With the seemingly endless amount of consumer-generated content circulating on the Internet, many companies are understandably concerned about what effect, if any, such content can have on the image of their brand. After all, there's virtually nothing a company can do to prevent someone from writing a negative comment about its products on a blog, or posting a YouTube video to air grievances against specific policies.
That's why monitoring online chatter has become such an important practice; it can help PR pros keep track of the messages circulating about their client or brand and allow them to respond appropriately, or alter messaging if necessary.
Much has been written about how this new media environment diminishes the amount of control a company can have on its brand message. For PR pros, who traditionally have been focused on controlling that message, it's a frightening time. And so, understandably, there are very few companies that are willing to proactively relinquish any control of their brand message and actively solicit consumer-generated content.
Last year, McDonald's generated a lot of attention from both the marketing industry and general public when it launched its Mom's Quality Correspondents program, giving six mothers unprecedented access to the company, and then allowing them to blog about their experiences free from any censorship from the company.

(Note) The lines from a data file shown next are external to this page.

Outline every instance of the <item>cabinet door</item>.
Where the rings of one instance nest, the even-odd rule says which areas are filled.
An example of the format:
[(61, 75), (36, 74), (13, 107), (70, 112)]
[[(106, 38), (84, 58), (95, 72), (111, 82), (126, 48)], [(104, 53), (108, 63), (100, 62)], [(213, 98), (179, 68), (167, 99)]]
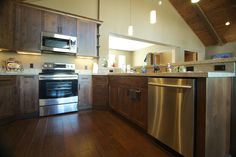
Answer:
[(79, 109), (88, 109), (92, 106), (92, 80), (89, 75), (79, 76)]
[(17, 5), (15, 48), (19, 51), (41, 52), (41, 11)]
[(20, 114), (38, 112), (38, 77), (20, 76)]
[(107, 109), (108, 107), (108, 77), (93, 76), (93, 107)]
[(146, 89), (135, 89), (134, 92), (137, 92), (138, 95), (136, 99), (132, 99), (132, 109), (131, 111), (131, 119), (138, 124), (139, 126), (143, 127), (144, 129), (147, 128), (147, 90)]
[(59, 33), (58, 14), (43, 11), (42, 12), (42, 30), (44, 32)]
[(60, 33), (69, 36), (77, 36), (77, 19), (69, 16), (60, 16)]
[(93, 107), (98, 109), (107, 108), (107, 85), (106, 84), (93, 84)]
[(0, 76), (0, 119), (14, 116), (16, 91), (15, 76)]
[(118, 87), (116, 85), (109, 85), (109, 107), (118, 111)]
[(14, 2), (0, 1), (0, 48), (13, 49), (15, 9)]
[(78, 55), (97, 57), (97, 24), (77, 20)]
[(130, 117), (131, 110), (131, 100), (130, 100), (130, 92), (127, 87), (119, 87), (118, 88), (118, 111), (125, 117)]

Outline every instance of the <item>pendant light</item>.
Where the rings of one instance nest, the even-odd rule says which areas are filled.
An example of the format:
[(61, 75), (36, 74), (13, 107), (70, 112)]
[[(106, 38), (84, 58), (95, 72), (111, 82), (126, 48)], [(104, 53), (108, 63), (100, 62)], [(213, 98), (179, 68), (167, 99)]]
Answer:
[(128, 27), (128, 35), (133, 36), (134, 34), (134, 28), (133, 25), (131, 24), (131, 0), (129, 1), (129, 27)]
[(150, 24), (155, 24), (157, 22), (157, 11), (151, 10), (150, 11)]
[[(153, 6), (154, 2), (153, 2)], [(155, 9), (150, 11), (150, 24), (155, 24), (157, 22), (157, 11)]]
[(192, 3), (198, 3), (200, 0), (191, 0)]

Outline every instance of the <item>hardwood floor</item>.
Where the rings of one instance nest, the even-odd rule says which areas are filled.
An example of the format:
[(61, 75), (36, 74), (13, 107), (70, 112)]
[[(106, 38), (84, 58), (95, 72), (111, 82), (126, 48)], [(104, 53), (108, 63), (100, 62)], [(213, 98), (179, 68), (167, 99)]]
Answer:
[(1, 127), (1, 135), (0, 142), (16, 157), (170, 157), (107, 111), (19, 120)]

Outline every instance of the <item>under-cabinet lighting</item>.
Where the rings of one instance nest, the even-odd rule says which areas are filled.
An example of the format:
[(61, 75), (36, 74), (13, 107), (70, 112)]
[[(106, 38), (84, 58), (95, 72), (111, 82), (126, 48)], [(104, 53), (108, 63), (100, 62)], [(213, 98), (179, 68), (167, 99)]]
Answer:
[(153, 46), (153, 44), (137, 41), (134, 39), (127, 39), (112, 35), (109, 36), (109, 49), (123, 50), (123, 51), (137, 51), (150, 46)]
[(191, 0), (192, 3), (198, 3), (200, 0)]
[(225, 22), (225, 25), (226, 25), (226, 26), (229, 26), (229, 25), (230, 25), (230, 22), (229, 22), (229, 21)]
[(94, 59), (94, 57), (90, 56), (77, 56), (79, 59)]
[(152, 10), (150, 12), (150, 23), (155, 24), (157, 22), (157, 12), (156, 10)]
[(132, 25), (129, 25), (129, 27), (128, 27), (128, 35), (129, 36), (133, 36), (133, 34), (134, 34), (134, 28), (133, 28)]
[(17, 54), (41, 56), (41, 53), (24, 52), (24, 51), (17, 51)]

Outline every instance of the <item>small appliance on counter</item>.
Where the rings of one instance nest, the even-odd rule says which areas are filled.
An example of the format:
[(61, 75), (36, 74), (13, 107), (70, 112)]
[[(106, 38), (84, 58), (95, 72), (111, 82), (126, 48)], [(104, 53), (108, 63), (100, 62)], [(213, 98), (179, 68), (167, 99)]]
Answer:
[(39, 74), (39, 116), (78, 111), (75, 64), (44, 63)]

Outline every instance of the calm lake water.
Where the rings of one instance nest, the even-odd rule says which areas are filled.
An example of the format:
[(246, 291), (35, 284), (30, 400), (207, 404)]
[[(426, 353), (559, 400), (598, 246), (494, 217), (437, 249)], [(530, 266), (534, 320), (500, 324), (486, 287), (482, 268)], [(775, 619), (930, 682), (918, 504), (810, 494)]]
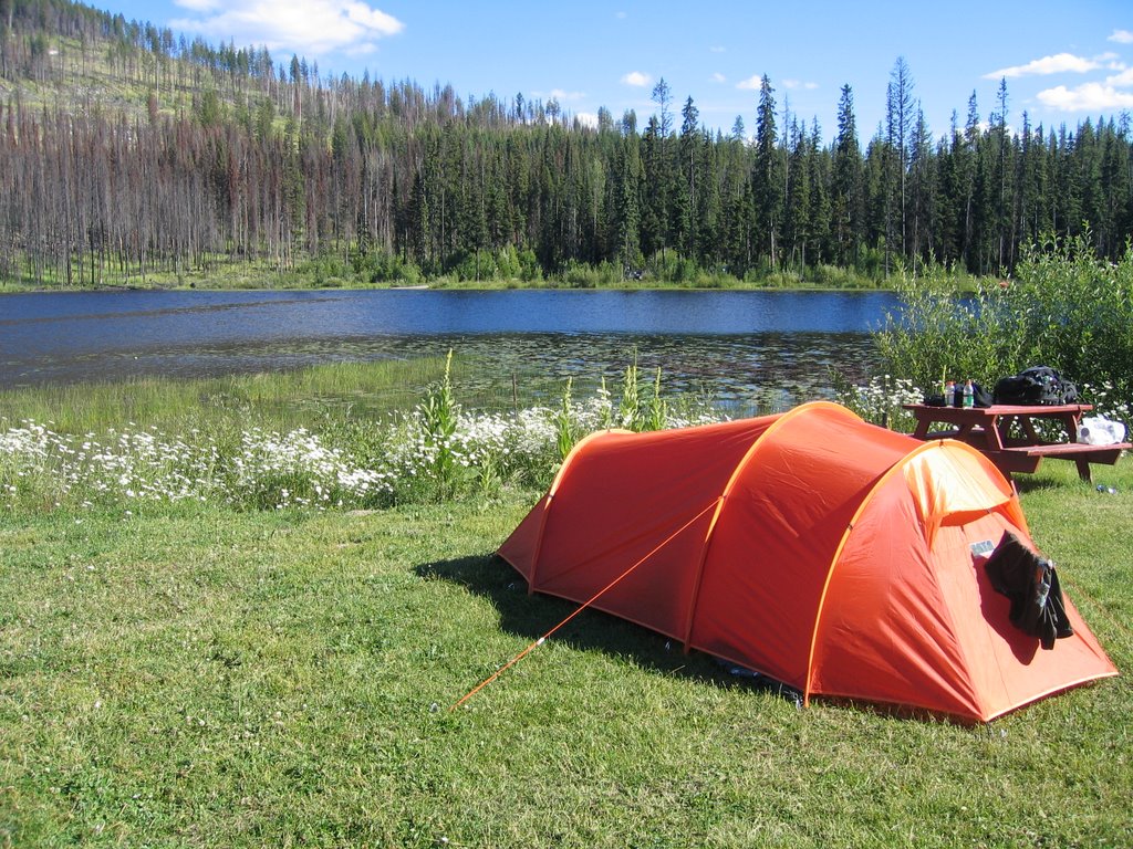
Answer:
[[(0, 388), (199, 377), (443, 355), (486, 368), (477, 392), (557, 396), (616, 381), (637, 357), (667, 391), (742, 411), (823, 396), (863, 375), (888, 292), (111, 291), (0, 295)], [(650, 374), (651, 379), (651, 374)], [(494, 385), (493, 385), (494, 384)]]

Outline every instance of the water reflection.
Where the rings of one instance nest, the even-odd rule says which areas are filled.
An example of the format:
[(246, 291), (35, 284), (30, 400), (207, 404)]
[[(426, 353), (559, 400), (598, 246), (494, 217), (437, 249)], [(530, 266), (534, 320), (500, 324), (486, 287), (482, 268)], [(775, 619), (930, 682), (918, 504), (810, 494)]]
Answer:
[[(829, 395), (868, 372), (886, 293), (94, 292), (0, 297), (0, 387), (199, 377), (442, 357), (488, 404), (611, 387), (637, 359), (667, 392), (739, 414)], [(417, 387), (407, 387), (412, 391)]]

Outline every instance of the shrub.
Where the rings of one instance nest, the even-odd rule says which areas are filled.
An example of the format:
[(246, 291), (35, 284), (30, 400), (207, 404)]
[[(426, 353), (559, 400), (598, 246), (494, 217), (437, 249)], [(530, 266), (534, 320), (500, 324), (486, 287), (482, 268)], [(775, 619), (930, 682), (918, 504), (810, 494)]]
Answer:
[(902, 278), (901, 307), (874, 337), (886, 372), (926, 388), (943, 377), (991, 387), (1045, 365), (1080, 386), (1108, 387), (1114, 408), (1133, 402), (1133, 250), (1111, 264), (1085, 238), (1047, 241), (1024, 254), (1013, 281), (966, 297), (956, 282), (939, 268)]

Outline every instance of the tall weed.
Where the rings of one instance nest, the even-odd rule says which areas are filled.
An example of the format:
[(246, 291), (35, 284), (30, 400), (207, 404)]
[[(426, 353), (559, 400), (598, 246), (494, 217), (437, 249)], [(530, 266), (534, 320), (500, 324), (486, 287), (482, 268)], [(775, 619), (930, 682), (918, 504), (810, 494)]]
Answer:
[[(1026, 251), (1015, 278), (961, 295), (943, 271), (898, 284), (901, 307), (874, 335), (883, 370), (935, 391), (942, 376), (990, 388), (1029, 366), (1133, 402), (1133, 249), (1099, 260), (1085, 239)], [(1087, 400), (1090, 400), (1089, 397)]]

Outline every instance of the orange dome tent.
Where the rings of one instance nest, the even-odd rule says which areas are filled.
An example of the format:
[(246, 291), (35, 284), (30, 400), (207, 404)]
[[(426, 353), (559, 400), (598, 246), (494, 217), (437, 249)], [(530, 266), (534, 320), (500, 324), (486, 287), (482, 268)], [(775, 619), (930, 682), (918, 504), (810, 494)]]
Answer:
[(1014, 488), (978, 451), (816, 402), (594, 434), (500, 555), (533, 592), (600, 593), (593, 607), (807, 701), (987, 721), (1117, 674), (1068, 599), (1074, 634), (1051, 650), (1012, 625), (983, 568), (1005, 532), (1033, 547)]

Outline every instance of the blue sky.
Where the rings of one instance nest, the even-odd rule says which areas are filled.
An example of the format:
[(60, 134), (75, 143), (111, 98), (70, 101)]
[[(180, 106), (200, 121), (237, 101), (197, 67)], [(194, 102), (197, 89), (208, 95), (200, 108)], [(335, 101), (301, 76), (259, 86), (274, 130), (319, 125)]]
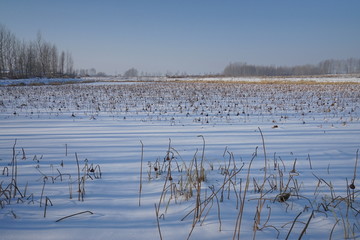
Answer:
[(359, 12), (359, 0), (0, 0), (0, 23), (19, 39), (40, 31), (75, 68), (108, 74), (359, 58)]

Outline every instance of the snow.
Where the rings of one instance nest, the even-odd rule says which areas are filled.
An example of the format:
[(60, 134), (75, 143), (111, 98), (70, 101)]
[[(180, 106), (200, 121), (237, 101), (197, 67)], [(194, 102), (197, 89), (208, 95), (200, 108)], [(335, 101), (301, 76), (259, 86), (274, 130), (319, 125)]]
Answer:
[[(228, 197), (225, 188), (219, 205), (216, 198), (208, 202), (190, 239), (232, 239), (241, 204), (242, 239), (253, 238), (259, 206), (259, 227), (265, 227), (255, 232), (257, 239), (285, 239), (300, 213), (290, 238), (298, 238), (309, 219), (303, 239), (327, 239), (334, 226), (333, 239), (360, 236), (357, 188), (347, 204), (360, 148), (358, 84), (102, 82), (3, 86), (0, 96), (0, 186), (4, 190), (11, 182), (13, 147), (20, 192), (27, 185), (26, 196), (17, 193), (10, 203), (0, 196), (1, 239), (159, 239), (155, 204), (159, 206), (168, 165), (161, 175), (153, 167), (168, 164), (169, 144), (172, 183), (180, 191), (179, 182), (187, 178), (185, 165), (189, 168), (195, 158), (200, 162), (204, 151), (201, 201), (211, 195), (210, 188), (221, 190), (230, 176), (224, 175), (227, 166), (239, 171), (232, 179), (236, 192), (231, 186)], [(261, 134), (268, 164), (263, 205), (255, 184), (261, 185), (265, 173)], [(98, 172), (90, 172), (83, 201), (78, 201), (76, 156), (81, 176), (85, 164), (100, 166), (102, 173), (99, 178)], [(276, 201), (281, 181), (293, 188), (286, 202)], [(277, 188), (271, 189), (274, 183)], [(187, 239), (194, 214), (181, 219), (195, 207), (193, 191), (189, 199), (178, 192), (169, 200), (169, 190), (160, 203), (163, 239)], [(53, 206), (47, 206), (44, 218), (46, 197)], [(220, 200), (221, 191), (216, 197)], [(75, 213), (81, 214), (56, 222)]]

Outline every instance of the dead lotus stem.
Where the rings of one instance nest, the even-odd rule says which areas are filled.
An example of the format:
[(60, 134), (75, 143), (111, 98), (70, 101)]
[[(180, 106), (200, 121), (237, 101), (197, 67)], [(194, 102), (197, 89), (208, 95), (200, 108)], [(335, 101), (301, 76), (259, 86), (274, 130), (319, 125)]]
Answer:
[(254, 153), (254, 155), (253, 155), (253, 157), (252, 157), (252, 159), (250, 160), (250, 163), (249, 163), (248, 172), (247, 172), (247, 176), (246, 176), (246, 183), (245, 183), (243, 199), (241, 201), (242, 204), (240, 206), (239, 213), (238, 213), (238, 216), (237, 216), (237, 219), (236, 219), (235, 231), (234, 231), (233, 239), (235, 239), (235, 238), (240, 239), (241, 222), (242, 222), (242, 216), (243, 216), (243, 213), (244, 213), (246, 193), (247, 193), (247, 191), (249, 189), (249, 184), (250, 184), (250, 170), (251, 170), (251, 165), (252, 165), (254, 159), (256, 158), (256, 156), (257, 156), (257, 147), (256, 147), (255, 153)]
[(68, 216), (62, 217), (62, 218), (60, 218), (60, 219), (56, 220), (55, 222), (60, 222), (60, 221), (62, 221), (62, 220), (64, 220), (64, 219), (67, 219), (67, 218), (70, 218), (70, 217), (74, 217), (74, 216), (77, 216), (77, 215), (80, 215), (80, 214), (84, 214), (84, 213), (94, 214), (94, 213), (93, 213), (93, 212), (91, 212), (91, 211), (78, 212), (78, 213), (74, 213), (74, 214), (71, 214), (71, 215), (68, 215)]
[(144, 144), (140, 140), (141, 143), (141, 160), (140, 160), (140, 186), (139, 186), (139, 206), (141, 205), (141, 190), (142, 190), (142, 165), (144, 160)]
[(79, 159), (77, 157), (77, 153), (75, 153), (76, 165), (78, 169), (78, 201), (80, 201), (81, 197), (81, 179), (80, 179), (80, 166), (79, 166)]
[(159, 231), (160, 240), (162, 240), (160, 222), (159, 222), (159, 207), (156, 206), (156, 203), (155, 203), (155, 215), (156, 215), (156, 223)]
[(311, 212), (311, 215), (310, 215), (308, 221), (306, 222), (306, 225), (305, 225), (304, 229), (301, 231), (301, 234), (300, 234), (300, 236), (299, 236), (299, 239), (301, 239), (302, 236), (305, 234), (306, 229), (309, 227), (310, 221), (311, 221), (311, 219), (313, 218), (313, 216), (314, 216), (314, 211)]
[(359, 149), (356, 151), (356, 160), (355, 160), (355, 167), (354, 167), (354, 177), (351, 181), (351, 184), (350, 184), (350, 188), (351, 189), (355, 189), (355, 178), (356, 178), (356, 168), (357, 168), (357, 162), (358, 162), (358, 159), (359, 159)]

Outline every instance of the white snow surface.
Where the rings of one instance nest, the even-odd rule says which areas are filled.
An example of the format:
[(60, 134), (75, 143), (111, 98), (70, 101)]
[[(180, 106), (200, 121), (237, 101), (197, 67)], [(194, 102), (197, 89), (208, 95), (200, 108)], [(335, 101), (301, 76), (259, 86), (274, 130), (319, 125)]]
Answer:
[[(225, 168), (239, 173), (223, 199), (219, 191), (201, 206), (190, 239), (233, 239), (242, 205), (241, 239), (293, 239), (305, 228), (303, 239), (360, 237), (358, 84), (3, 86), (0, 123), (0, 239), (160, 239), (159, 203), (162, 239), (187, 239), (196, 188), (186, 199), (180, 182), (194, 159), (204, 160), (201, 202), (221, 190)], [(175, 187), (159, 202), (170, 184), (168, 155)], [(88, 172), (83, 201), (76, 156), (81, 177), (86, 164), (102, 173)], [(9, 199), (14, 161), (19, 191)], [(165, 166), (161, 175), (156, 162)], [(285, 202), (277, 201), (281, 185), (291, 190)]]

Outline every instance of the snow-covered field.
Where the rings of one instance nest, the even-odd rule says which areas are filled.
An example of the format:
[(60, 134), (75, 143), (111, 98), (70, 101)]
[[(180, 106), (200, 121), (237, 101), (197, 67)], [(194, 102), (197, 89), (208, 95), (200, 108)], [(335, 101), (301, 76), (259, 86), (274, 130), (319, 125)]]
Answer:
[(360, 237), (356, 83), (3, 86), (0, 123), (0, 239)]

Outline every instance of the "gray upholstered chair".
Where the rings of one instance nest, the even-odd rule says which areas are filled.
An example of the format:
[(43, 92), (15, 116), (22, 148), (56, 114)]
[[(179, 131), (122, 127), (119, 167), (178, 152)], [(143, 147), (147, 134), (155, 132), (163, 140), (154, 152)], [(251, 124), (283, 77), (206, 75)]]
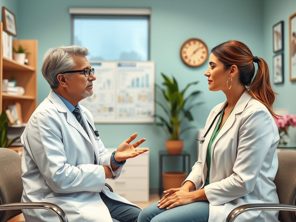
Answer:
[(21, 160), (16, 152), (0, 148), (0, 222), (6, 222), (21, 213), (21, 209), (37, 208), (51, 210), (61, 222), (67, 222), (65, 212), (54, 204), (20, 202), (23, 190)]
[(232, 222), (241, 213), (258, 210), (280, 211), (281, 222), (296, 222), (296, 151), (280, 152), (279, 169), (274, 182), (276, 186), (279, 204), (246, 204), (237, 207), (228, 215), (226, 222)]

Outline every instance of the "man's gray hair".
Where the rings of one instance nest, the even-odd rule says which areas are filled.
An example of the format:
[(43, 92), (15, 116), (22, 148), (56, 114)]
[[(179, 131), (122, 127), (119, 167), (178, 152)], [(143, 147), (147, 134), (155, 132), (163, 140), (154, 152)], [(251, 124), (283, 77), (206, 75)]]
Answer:
[(49, 49), (45, 52), (42, 61), (41, 72), (52, 89), (59, 85), (57, 77), (70, 71), (75, 65), (73, 57), (86, 56), (89, 54), (86, 48), (78, 46), (61, 46)]

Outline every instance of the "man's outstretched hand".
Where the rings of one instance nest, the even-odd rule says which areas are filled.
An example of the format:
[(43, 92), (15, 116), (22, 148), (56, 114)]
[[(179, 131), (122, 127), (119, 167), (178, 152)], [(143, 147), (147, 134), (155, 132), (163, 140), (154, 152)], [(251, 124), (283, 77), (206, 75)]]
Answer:
[(141, 139), (132, 144), (130, 144), (130, 143), (136, 139), (138, 133), (135, 133), (117, 147), (114, 155), (115, 161), (117, 163), (120, 163), (127, 159), (133, 158), (148, 151), (149, 150), (147, 148), (136, 149), (139, 145), (146, 140), (145, 138)]

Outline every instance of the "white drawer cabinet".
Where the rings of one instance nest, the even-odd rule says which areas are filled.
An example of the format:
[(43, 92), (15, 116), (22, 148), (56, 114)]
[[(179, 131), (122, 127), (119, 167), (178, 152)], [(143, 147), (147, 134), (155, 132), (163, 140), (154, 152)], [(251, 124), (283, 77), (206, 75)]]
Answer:
[[(108, 149), (112, 152), (116, 149)], [(149, 151), (128, 159), (116, 180), (106, 179), (115, 193), (131, 202), (149, 201)]]

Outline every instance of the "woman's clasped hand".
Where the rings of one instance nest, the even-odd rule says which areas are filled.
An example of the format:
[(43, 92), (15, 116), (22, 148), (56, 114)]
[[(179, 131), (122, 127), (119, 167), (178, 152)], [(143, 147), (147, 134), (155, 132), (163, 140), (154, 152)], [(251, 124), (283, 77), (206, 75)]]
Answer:
[(192, 184), (194, 184), (191, 181), (187, 181), (181, 187), (165, 191), (163, 192), (166, 194), (158, 201), (157, 206), (160, 209), (166, 207), (167, 210), (169, 210), (196, 201), (206, 200), (207, 197), (204, 189), (189, 192), (192, 189), (189, 187)]

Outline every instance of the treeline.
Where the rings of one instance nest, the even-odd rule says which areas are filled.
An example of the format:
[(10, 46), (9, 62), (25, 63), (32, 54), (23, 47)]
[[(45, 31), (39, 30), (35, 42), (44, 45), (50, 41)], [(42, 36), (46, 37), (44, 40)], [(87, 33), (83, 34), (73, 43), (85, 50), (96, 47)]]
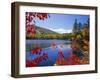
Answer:
[(26, 34), (26, 39), (71, 39), (72, 33), (64, 33), (64, 34)]

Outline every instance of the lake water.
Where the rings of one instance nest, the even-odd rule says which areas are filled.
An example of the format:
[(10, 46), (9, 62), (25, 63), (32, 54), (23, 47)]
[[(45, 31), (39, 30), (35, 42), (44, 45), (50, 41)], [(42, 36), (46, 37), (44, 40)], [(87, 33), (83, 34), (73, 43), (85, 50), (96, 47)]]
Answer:
[[(67, 58), (71, 55), (71, 46), (70, 46), (69, 40), (26, 40), (26, 46), (28, 45), (35, 45), (35, 44), (40, 44), (41, 46), (47, 45), (46, 47), (42, 48), (42, 52), (47, 52), (48, 53), (48, 59), (41, 61), (38, 66), (53, 66), (56, 62), (58, 52), (62, 50), (64, 58)], [(52, 48), (50, 46), (51, 43), (56, 43), (57, 47)], [(61, 44), (63, 44), (63, 47), (61, 47)], [(31, 51), (26, 51), (26, 59), (27, 60), (32, 60), (40, 55), (32, 54)]]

For McDonald's, there was a definite goal in mind. The company relied on those moms to get out the message about the quality of the fast-food retailer's offerings in a way that would seem far more authentic than the standard company line.
This week's consumer focus on Ikea takes a look at the company's leap of faith into ceding control of its brand message. Approached by comedian Mark Malkoff with the proposal of living in the Paramus, NJ Ikea for a week and documenting it online in a 24-video series at http://www.markmalkoff.com/, the company was initially concerned about relinquishing that control.
Never before had Ikea knowingly allowed someone outside the company to essentially speak on its behalf - much less in the quirky fashion that Malkoff was suggesting. Yet after consulting with its agency, Ketchum, it decided to take a risk - one that decidedly paid off, as Malkoff's videos generated nearly 15 million viewers and caused an extraordinary level of in-store engagement with other consumers.
Turning over any amount of brand control to consumers is certainly not the right choice for every company. As with any other marketing strategy, it's something that has to fit in with the company's culture and overall brand vision. Those choosing to do so must seriously weigh the risks with the possible benefits. But since countless research shows that consumers are more likely to consider recommendations about a brand or service from someone like themselves, it seems that at the very least, giving up some control is something that should be considered.